Freispruch für Kachelmann - Lehren aus dem Prozess?

Der - nach dem Verlauf der Beweisaufnahme zu erwartende (siehe hier) - Freispruch für Herrn Kachelmann (Pressemitteilung) stellt weder aus materiell-strafrechtlicher noch aus prozessrechtlicher Sicht eine Besonderheit dar. Sind denn überhaupt Lehren aus diesem doch bemerkenswerten Verfahren zu ziehen? Dies hängt natürlich davon ab, wie man das prozessuale Verhalten von Staatsanwaltschaft, Gericht, Verteidigung und Öffentlichkeit bewertet. Vom Ergebnis her betrachtet gleicht der Freispruch viele vorherige kritikwürdige Merkwürdigkeiten dadurch aus, dass am Ende das bei einem non liquet rechtsstaatlich gebotene Urteil gefällt wurde. Das Gericht hat sich als unabhängig (auch von der eigenen vorherigen Haftentscheidung unabhängig) erwiesen und ist damit seiner Aufgabe am Ende gerecht geworden. Insofern kann auch die außerordentliche Gründlichkeit, mit der dem Vorbringen der Anzeigeerstatterin nachgegangen wurde (43 Sitzungstage!), nicht im Grundsatz kritisiert werden. Gerade weil dem Vorwurf so gründlich nachgegangen wurde, hat der Freispruch ein hohes Konsenspotential auch bei denen, die nicht von vornherein auf Kachelmanns Seite standen. Der Grundsatz, dass einem Angeklagten die Tat nachzuweisen ist, wegen der er bestraft werden soll, ist im allgemeinen Rechtsgefühl stark verankert, und er wird durch das Urteil bestätigt.

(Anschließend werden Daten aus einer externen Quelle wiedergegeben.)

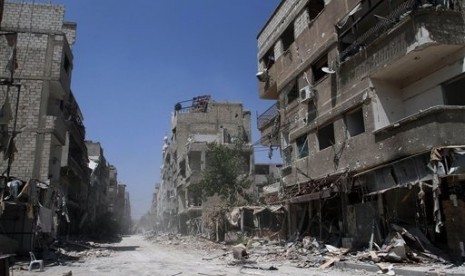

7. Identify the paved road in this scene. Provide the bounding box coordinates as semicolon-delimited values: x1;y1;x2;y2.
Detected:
14;235;366;276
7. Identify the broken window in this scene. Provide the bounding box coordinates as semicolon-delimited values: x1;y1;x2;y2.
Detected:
318;123;334;150
189;151;202;171
179;160;186;178
283;146;292;166
287;81;299;104
255;165;270;175
63;55;71;74
295;134;308;158
344;108;365;137
312;54;328;82
442;75;465;105
305;101;317;124
307;0;325;22
262;46;275;69
281;23;294;51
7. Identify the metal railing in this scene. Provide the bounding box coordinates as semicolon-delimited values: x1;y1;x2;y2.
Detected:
257;102;279;129
338;0;463;62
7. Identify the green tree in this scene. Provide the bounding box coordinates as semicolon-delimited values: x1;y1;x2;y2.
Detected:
195;142;251;206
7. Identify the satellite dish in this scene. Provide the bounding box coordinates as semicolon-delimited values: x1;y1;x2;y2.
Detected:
321;67;336;74
255;69;269;82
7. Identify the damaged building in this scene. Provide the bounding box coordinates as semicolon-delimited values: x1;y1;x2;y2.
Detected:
156;95;253;233
257;0;465;259
0;1;129;253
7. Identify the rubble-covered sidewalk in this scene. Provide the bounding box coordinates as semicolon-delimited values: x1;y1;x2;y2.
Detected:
147;233;465;275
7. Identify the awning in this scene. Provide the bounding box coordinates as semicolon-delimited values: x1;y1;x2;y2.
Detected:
289;189;331;204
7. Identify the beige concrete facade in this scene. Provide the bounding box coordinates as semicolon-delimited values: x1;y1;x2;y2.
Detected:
257;0;465;256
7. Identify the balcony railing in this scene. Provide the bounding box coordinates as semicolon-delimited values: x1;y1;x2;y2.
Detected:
337;0;463;62
257;102;279;130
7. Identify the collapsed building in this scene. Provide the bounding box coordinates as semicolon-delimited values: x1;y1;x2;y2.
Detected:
0;1;129;253
257;0;465;258
154;96;253;233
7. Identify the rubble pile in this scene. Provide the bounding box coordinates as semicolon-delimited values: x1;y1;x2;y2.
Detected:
145;232;227;251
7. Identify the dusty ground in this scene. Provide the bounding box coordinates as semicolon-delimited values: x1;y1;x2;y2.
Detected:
12;235;375;276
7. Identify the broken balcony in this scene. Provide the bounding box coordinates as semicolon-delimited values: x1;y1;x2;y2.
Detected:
337;0;465;85
45;116;66;145
257;102;281;146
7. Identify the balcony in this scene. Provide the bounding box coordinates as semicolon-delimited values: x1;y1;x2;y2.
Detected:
45;116;66;145
338;0;465;86
50;35;73;98
257;102;281;146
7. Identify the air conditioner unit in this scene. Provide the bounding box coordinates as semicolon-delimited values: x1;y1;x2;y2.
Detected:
299;85;315;103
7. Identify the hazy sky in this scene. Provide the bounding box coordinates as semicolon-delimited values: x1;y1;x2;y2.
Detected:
54;0;279;218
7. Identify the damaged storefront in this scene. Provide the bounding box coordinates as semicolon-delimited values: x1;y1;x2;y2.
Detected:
226;205;287;239
0;179;57;254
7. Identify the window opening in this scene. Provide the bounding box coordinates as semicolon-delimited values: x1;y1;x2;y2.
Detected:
63;55;71;74
262;47;275;69
281;23;294;51
295;134;308;158
307;0;325;21
305;101;317;124
345;108;365;137
318;123;334;150
442;75;465;105
287;82;299;104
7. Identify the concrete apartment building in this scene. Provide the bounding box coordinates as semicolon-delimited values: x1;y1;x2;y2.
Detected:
156;96;253;233
86;141;110;233
257;0;465;258
0;1;90;252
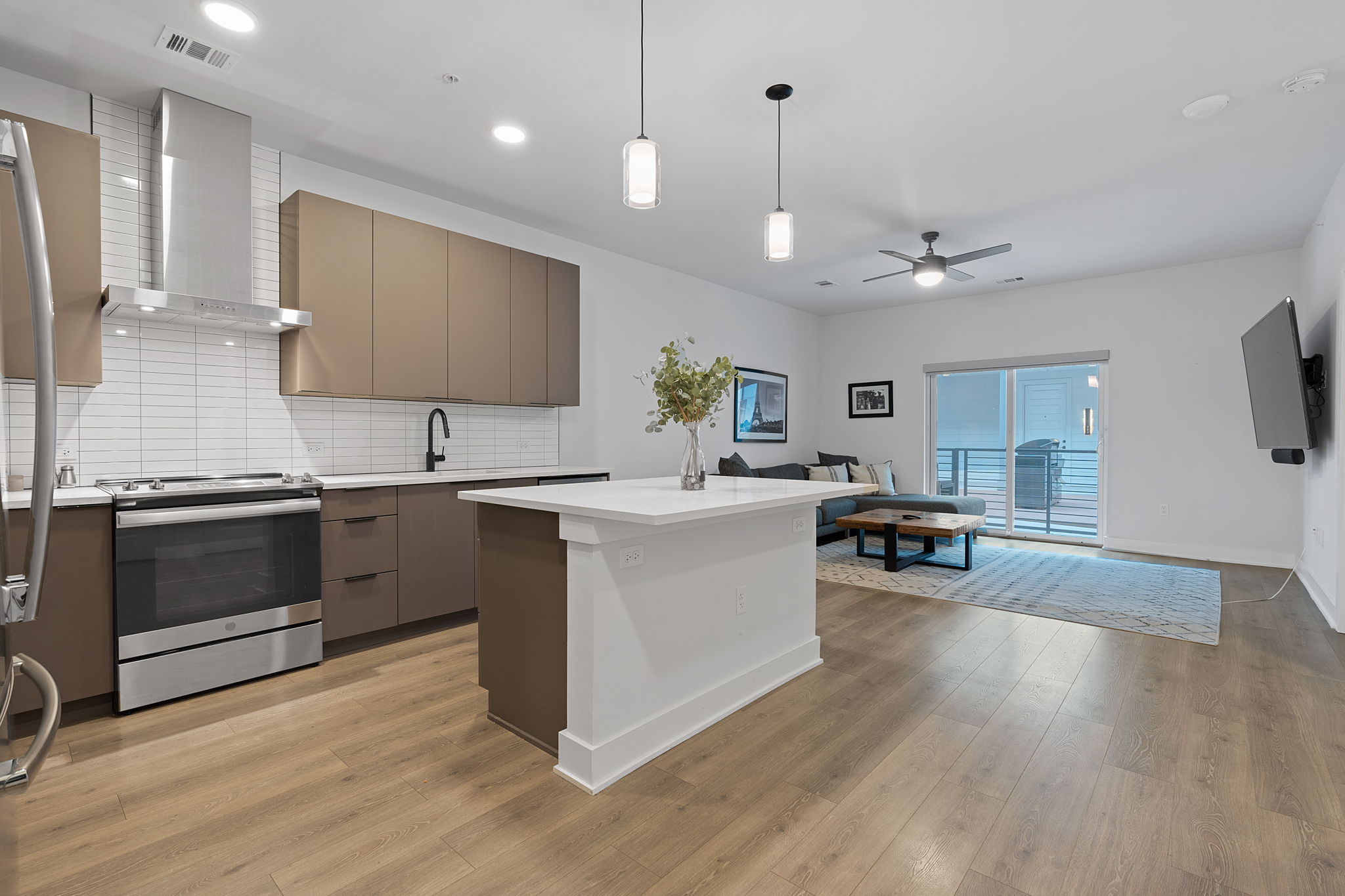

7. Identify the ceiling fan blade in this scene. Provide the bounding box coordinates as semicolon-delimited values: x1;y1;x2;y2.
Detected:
864;267;910;284
947;243;1013;267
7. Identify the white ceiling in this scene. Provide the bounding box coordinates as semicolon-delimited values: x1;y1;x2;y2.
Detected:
0;0;1345;314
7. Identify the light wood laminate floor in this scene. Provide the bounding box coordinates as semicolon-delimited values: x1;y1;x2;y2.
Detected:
18;547;1345;896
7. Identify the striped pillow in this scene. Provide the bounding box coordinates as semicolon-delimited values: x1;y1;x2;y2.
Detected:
846;461;897;494
808;463;850;482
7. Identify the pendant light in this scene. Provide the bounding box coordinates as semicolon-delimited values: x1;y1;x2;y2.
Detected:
621;0;659;208
765;85;793;262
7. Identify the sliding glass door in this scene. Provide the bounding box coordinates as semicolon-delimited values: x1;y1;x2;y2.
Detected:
929;363;1105;542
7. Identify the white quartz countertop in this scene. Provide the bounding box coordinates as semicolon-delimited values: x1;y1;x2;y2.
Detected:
457;475;874;525
4;485;112;511
3;466;611;511
317;466;612;489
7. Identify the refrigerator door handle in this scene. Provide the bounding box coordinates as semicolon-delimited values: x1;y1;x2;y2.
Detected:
0;653;60;796
0;121;56;622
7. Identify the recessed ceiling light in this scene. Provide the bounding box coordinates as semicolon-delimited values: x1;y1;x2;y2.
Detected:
491;125;527;144
200;0;257;31
1181;93;1229;118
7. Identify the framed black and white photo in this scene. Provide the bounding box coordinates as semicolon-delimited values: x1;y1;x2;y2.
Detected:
850;380;892;416
733;367;789;442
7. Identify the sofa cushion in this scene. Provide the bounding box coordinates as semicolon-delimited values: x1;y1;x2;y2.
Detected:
756;463;808;480
720;452;756;479
854;494;986;516
818;498;856;525
818;452;860;466
846;461;897;496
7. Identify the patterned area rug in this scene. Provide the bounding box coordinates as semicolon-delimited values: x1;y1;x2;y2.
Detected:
818;539;1222;643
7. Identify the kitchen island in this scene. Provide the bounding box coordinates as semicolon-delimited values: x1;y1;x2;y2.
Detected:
458;477;871;792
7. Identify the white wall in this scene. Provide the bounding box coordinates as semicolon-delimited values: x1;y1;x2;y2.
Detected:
820;250;1302;567
1295;158;1345;631
281;154;820;479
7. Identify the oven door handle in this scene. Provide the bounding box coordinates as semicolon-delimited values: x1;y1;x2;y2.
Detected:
117;498;323;529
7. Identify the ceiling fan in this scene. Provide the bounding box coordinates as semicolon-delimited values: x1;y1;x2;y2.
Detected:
864;230;1013;286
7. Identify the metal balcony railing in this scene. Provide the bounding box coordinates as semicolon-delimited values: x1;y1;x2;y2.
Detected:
935;447;1097;538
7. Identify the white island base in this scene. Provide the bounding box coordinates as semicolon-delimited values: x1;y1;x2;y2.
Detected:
461;477;866;792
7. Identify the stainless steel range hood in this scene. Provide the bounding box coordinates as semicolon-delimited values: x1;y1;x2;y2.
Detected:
102;90;312;331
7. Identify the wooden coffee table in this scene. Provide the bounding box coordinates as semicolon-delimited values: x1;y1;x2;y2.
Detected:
835;509;986;572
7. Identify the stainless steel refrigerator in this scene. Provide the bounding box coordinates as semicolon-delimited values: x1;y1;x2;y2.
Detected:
0;119;60;896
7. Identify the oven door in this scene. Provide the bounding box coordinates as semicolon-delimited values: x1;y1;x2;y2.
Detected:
116;498;321;660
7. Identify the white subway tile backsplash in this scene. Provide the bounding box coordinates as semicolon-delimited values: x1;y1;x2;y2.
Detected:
4;96;560;485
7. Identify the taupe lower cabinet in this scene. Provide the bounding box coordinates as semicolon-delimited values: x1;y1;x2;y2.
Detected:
321;480;481;641
7;505;114;712
280;191;580;406
0;109;102;385
397;482;476;624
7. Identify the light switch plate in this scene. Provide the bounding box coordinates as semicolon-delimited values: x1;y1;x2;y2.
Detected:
620;544;644;570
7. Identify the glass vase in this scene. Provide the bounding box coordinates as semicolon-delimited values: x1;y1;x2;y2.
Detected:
682;421;705;492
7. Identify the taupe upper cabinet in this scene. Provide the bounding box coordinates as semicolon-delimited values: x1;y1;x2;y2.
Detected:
0;110;102;385
448;232;510;404
546;258;580;406
280;191;374;396
376;211;451;399
280;191;580;406
508;249;548;404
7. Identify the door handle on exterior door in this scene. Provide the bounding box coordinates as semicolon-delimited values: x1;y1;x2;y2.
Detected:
0;653;60;796
0;121;56;623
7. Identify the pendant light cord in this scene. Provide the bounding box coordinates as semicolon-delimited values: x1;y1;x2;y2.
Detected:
640;0;648;140
774;99;784;211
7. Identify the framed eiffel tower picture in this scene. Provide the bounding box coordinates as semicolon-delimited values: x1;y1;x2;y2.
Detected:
733;367;789;442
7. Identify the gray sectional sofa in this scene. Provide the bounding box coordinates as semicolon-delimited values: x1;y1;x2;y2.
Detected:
721;462;986;544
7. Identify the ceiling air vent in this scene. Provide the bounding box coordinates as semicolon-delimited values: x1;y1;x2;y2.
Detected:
155;26;238;71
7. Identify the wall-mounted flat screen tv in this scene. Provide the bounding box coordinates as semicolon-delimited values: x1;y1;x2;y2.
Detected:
1243;298;1317;449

Ein paar kritische Anmerkungen seien dennoch gestattet:

- Die Untersuchungshaft hätte schon früher beendet werden können, denn selbst wenn (überhaupt) der Tatverdacht zunächst "dringend" erschien, hatte er sich beim längeren Ausbleiben eindeutiger Spuren und bei einer des teilweisen Lügens überführten Anzeigeerstatterin schon vor Anklageerhebung zu einem einfachen Tatverdacht gemindert ...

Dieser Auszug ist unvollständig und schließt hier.